Like good fathers to sons,
giving swimming lessons.
How to Tie a Full Windsor Knot in Five Steps
1: Lay the wide end over the narrow end,
Tying in reverse.
He turned to the funeral director, said,"
Can you do this for me? My dad always tied my ties."
There Are 85 Ways to Tie A Tie,
screamed the cover of Yong Mao’s book
seen through his grief swollen eyes
while his mind reversed the day’s events.
There are so many knots, snarls, spirals,
hitches, kinks, snags, tangles,
warps, contortions, ties
to be tied and untied still back there behind.
He could not bring himself to pick the book up.
2: Bring the wide end up through the gap
between the layover and your neck.
Intimacy was standing there, smelling after shave,
looking into his father’s chest,
at his neck, his chin, bent nose
but never to his eyes.
He pulled the narrow end of the tie around.

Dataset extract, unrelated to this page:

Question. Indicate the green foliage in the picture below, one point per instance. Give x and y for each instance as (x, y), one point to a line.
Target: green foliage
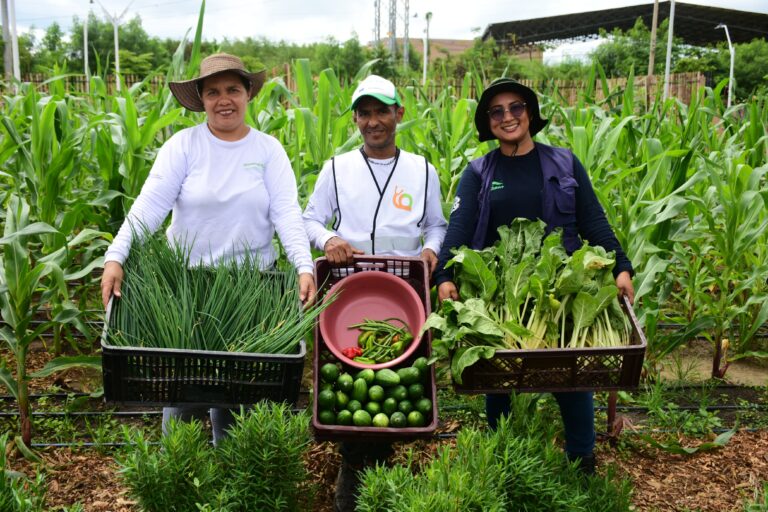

It was their time together,
his hands weaving a full Windsor knot,
brushing against my neck.
A fat calloused thumbed
Leonard Bernstein.
"Full or half?" as if there was a choice,
while he conducted.
"I’ll just do a Full Windsor for you--
that’ll do best.”
He’d answer himself as usual.
3: Take the wide end to the right
behind the layover, then forward and up,
then down into the gap
between the layover and your neck.
"You're 26 now. It's 'bout time
you learned this, wouldn’t ya’ say?”
Nimble lifting, like a spider's threads,
Slippery sounds of the silks nap
whipping past each other,
sounds of secrets never shown in the movements.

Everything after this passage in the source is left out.